Configure YAML snapshot disaster recovery.

  1. Download all of the YAML snapshot disaster recovery scripts from "Download Code".

    Note:

    All of the scripts must be in the same path because the main scripts use other auxiliary scripts.
  2. Edit the maak8DR-apply.env script and update the addresses and ssh key required to access the secondary system.
    For example,
    export user_sec=opc
    export ssh_key_sec=/home/opc/Key.ppk
    #Secondary bastion node
    export sechost=10.10.0.23
  3. Customize the values for the exclude_list and nons_artifacts_types, as needed.
    • exclude_list: This is a space-separated list of those namespaces that should be excluded from the backup even when trying to backup ALL custom namespaces. This is to avoid copying control plane related namespaces that will not be applicable on secondary.
    • nons_artifacts_types: This is the list or artifacts that belong to the root tree (that is, not part of a precise namespace) but that must also be included in the snapshot.

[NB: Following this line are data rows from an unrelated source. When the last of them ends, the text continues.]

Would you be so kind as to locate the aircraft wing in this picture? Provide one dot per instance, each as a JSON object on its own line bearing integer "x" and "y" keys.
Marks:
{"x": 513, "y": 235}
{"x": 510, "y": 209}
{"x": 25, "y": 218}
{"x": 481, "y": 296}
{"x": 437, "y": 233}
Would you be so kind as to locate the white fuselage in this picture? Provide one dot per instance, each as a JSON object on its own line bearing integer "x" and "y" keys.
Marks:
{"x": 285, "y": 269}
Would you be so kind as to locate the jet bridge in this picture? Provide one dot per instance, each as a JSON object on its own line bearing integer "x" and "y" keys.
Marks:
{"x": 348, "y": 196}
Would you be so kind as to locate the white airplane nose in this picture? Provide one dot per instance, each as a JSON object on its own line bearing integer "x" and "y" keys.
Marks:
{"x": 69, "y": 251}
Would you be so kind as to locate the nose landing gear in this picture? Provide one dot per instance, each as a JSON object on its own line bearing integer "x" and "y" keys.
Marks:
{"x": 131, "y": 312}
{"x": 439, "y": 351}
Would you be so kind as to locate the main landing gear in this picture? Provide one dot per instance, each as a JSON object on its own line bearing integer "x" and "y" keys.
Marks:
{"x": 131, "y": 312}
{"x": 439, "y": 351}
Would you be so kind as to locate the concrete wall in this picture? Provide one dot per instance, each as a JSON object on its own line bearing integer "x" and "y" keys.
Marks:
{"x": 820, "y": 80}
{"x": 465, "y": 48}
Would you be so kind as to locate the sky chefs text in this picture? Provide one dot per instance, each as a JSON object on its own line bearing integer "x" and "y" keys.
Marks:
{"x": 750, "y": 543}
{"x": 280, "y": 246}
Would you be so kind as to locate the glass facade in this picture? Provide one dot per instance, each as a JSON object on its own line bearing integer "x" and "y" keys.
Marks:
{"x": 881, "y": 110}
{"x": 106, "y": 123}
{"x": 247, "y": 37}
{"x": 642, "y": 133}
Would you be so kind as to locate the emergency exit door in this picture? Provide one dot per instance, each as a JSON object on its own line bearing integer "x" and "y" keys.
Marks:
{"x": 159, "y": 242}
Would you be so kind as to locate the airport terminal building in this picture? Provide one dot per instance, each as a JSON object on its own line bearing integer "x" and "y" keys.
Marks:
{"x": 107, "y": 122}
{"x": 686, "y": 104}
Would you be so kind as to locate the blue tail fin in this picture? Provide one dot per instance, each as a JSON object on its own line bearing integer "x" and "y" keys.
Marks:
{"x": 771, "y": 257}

The framework will look for references in this to the namespaces being backed up.
    Generally, you can use the default values provided in the file:
    #List of namespaces that will be excluded from the backup
    export exclude_list="kube-system kube-flannel kube-node-lease kube-public"
    #Root artifacts that will be included
    export nons_artifacts_types="crd clusterrole clusterrolebinding"
    
  4. Run the maak8DR-apply.sh script providing as arguments the selected namespaces to replicate.
    • If you don't provide arguments, then the scripts will replicate ALL namespaces excluding the namespaces provided in the exclude_list variable.

    • If you use a precise list of namespaces, then you must order them based on the dependencies with other namespaces.

      That is, if the namespace soans depends on, or uses, services in the namespace opns, then opns must appear first in the list. For example, instead of ./maak8DR-apply.sh soans opns, run the following:

      ./maak8DR-apply.sh opns soans

Verify

After running the maak8DR-apply.sh script, verify that all of your artifacts which existed in the primary cluster have been replicated to the secondary cluster. Look at the secondary cluster and verify that the pods in the secondary site are running without error.

When you run the maak8DR-apply.sh script, the framework creates the working_dir directory as /tmp/backup.date. When you run the maak8-get-all-artifacts.sh and maak8-push-all-artifacts.sh scripts individually, the working directory is provided in each case as an argument in the command line.

  1. Check the status of the secondary until the required pods match the state in primary.
    By default, the pods and deployments are started in the secondary region. At the end of the restore, the status of the secondary cluster is shown. Some pods might take additional time to reach RUNNING state.
  2. Check the $working_dir/date/backup-operations.log file in the primary for possible errors in the extract and apply operations.
  3. Check the $working_dir/restore.log and $working_dir/date/restore-operations.log files in the secondary for possible errors in the extract and apply operations.
    The restore-operations.log file contains the detailed restore operations.